Dependence on non-free drivers

The effort to create a more beautiful effort is moving us quickly into a situation where the future desktop depends on hardware acceleration provided from the graphics card. The problem is that while 2D drivers are available as free software for the most part, the major graphics cards makers keep their 3D drivers closed. If you wanted good 3D acceleration under Linux the non-free NVidia and ATI drivers has been the way to go for a long time now.

So adding a ‘hard’ dependency on 3d hardware acceleration will implicitly mean we are basing our free desktop on non-free drivers feels like a step backwards. On the other side I don’t feel not going down the route of making our solution more visually appealing and hopefully also more usable is a viable option either, so I am not suggesting that these efforts gets rejected or stopped.

Hopefully the increased use of 3D will also lead to increased interest among free software developers to actually make free 3D drivers (and thus finding enough resources to overcome the difficulty of reverse engineering current cards) or that the increased use of 3d will increase the pressure from distribution makers and consumers to get ATI and NVidia to open their drivers. Anyway I hope I am wrong to be a bit worried about how this ends up and instead this leads to a big increase in contributions to things like MesaGL

11 thoughts on “Dependence on non-free drivers”

  1. Not to mention that it ties gnome even harder to Linux only. The free BSDs don’t even have the proprietary drivers. But sadly, I doubt most people in the Gnome community will care about that.

  2. HE: this is optional, it doesn’t tie Gnome to anything, you can still use metacity on the BSDs (btw: FreeBSD has binary drivers too, at least for nvidia’s cards).

  3. You lost any moral authority to lecture others on Free/non-Free issues when you and your fellow hypocrites at Fluendo sold out to the DRM crowd. Kindly have the decency not to pretend otherwise.

  4. I still don’t see why ATi and nVidia don’t even open up card specs.. I can sort of vaguely see that they have an excuse for closed drivers, but specs.. :-/

  5. Christian,

    One of our X guys wanted me to tell you that Mesa can not be called MesaGL due to the fact that it often does not pass the GL conformance tests and the OpenGL working group has been a stickler on what you can call GL.

    TopDown,

    Just because one is pragmatic does not mean they do not think the world should be using open source. It just means they know they are not going to get the world to use open source by being dogmatic. I bet Fluendo has done more for the proliferation of open formats than you will have done in a lifetime.

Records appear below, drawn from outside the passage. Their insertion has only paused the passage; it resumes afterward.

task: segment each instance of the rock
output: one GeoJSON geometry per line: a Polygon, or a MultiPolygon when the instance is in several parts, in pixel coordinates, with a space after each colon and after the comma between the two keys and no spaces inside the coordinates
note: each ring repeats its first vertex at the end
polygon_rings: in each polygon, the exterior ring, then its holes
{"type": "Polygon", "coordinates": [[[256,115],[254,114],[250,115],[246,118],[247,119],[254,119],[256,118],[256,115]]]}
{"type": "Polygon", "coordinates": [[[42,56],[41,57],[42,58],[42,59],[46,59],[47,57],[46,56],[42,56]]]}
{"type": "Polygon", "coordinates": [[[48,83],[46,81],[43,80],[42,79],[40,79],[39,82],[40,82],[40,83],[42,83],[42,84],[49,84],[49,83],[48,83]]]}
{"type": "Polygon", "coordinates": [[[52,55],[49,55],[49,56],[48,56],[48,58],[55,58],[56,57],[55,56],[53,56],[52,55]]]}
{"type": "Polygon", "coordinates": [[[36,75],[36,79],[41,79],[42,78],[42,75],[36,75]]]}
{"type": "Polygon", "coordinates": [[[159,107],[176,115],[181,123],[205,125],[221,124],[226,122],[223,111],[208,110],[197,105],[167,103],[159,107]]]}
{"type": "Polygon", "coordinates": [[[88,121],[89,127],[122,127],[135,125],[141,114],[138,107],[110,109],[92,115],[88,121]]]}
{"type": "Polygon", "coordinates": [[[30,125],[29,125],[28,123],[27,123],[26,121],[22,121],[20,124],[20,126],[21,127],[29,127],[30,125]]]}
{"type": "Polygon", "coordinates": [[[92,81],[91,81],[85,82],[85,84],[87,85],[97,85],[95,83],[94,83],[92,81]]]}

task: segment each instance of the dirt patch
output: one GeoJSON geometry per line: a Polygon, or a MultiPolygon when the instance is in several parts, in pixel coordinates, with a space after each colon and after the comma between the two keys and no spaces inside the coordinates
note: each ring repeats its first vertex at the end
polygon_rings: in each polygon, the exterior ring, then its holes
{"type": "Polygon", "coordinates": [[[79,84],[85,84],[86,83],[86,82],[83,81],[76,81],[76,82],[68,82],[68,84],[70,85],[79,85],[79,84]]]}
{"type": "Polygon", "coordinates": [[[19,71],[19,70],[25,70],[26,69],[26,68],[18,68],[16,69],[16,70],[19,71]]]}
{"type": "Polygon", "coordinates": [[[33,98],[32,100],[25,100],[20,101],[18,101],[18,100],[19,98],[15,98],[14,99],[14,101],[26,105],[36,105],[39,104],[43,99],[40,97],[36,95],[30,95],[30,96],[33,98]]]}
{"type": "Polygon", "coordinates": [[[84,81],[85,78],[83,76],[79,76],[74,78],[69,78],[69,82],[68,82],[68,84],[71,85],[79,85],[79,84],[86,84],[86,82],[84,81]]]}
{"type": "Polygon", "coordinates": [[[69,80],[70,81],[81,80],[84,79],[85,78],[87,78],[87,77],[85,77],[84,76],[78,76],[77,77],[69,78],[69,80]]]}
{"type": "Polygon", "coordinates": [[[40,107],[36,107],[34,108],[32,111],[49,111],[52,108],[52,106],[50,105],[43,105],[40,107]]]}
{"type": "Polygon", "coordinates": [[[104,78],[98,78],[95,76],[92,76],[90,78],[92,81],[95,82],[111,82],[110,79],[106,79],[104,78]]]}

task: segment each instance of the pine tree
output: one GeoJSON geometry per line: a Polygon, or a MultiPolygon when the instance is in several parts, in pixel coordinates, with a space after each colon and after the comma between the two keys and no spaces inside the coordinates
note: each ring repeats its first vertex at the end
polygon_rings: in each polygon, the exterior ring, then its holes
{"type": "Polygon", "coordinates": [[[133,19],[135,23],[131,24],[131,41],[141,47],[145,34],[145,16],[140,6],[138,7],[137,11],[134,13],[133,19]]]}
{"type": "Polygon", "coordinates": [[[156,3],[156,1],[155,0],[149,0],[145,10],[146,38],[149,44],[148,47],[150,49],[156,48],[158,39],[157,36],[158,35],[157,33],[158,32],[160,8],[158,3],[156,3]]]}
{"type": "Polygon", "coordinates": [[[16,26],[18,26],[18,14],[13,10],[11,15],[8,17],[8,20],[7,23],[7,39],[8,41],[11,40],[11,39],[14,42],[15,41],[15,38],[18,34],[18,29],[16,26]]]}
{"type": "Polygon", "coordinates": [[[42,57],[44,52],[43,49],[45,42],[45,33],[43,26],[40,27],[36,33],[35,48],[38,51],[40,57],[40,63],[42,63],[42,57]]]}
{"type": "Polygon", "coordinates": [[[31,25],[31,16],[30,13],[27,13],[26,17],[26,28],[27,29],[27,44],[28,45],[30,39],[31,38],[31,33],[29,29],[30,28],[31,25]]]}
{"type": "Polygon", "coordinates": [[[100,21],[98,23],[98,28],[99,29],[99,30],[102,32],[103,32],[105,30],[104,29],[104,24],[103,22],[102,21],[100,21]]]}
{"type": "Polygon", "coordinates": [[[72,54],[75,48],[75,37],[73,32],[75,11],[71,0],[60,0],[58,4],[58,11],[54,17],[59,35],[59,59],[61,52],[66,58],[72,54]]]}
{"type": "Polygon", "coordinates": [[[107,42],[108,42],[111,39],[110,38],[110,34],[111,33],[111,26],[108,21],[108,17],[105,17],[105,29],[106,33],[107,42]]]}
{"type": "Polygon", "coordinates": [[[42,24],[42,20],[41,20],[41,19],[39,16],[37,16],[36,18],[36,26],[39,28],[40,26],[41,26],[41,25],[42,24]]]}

  6. njs: You thinks we have it hard with Nvidia and Ati, at least they produce reasonable drivers. Try getting 3D support (or hardware specs) out of Sis, blood from a stone seems easy by comparison.

    Actually, that’s something an OS Company could do for us (Novell, Red Hat, I mean you), go ban on hardware manufacturer’s doors, and get some spec sheets out, starting with Sis (yes I have an Mirage chipset, and yes I’m bitter at not having OpenGL, so what?).

    David

    P.S: I’m already writing a driver for the trident cyberblade (first driver, it’s true, but I got my hands on a spec sheet and figured what the heck, give it a go…), so yes, I would be willing to scratch my itch my self if given the docs…

  7. Just because one is pragmatic does not mean they do not think the world should be using open source.

    You call it pragmatic. I call it hypocrisy… especially in the light of his previous articles on the use of the term “open source”.

    I bet Fluendo has done more for the proliferation of open formats than you will have done in a lifetime.

    They’ve certainly done more to promote the spread of DRM by building it into the previously *Free* GStreamer. Though I’m not surprised to find you disagreeing, since Red Hat is busy whoring itself out to IBM to build a code-signed Linux system based on TCPA hardware (just the kind of DRM system that gives Christian Schaller wet dreams… see his previous blog post about “kernel work” to support his DRM dreams)… Just what is Red Hat’s corporate position on the use of the GPL v3 for the Linux kernel?

  8. I don’t see any hard deps on non-free drivers here. I’m running accelerated 3d on my ATI 9250 just fine with the free driver, and I hear that acceleration for newer (r300) ATI boards is in the pipeline. I’ve not seen any features required for any of these nice new technologies that my 9250 won’t handle.

    Maybe the proprietary drivers offer better performance, but it’s not worth it to me. I’ve tried to install proprietary drivers on Linux a couple times, and never gotten them to work very well. Why bother, for an imperceptible gain, or a possibly significant gain for 3d games I don’t play?

    So, sure, you *can* run these nifty new programs with proprietary drivers, but that’s been true for ages. Remember when RedHat used to ship MetroX?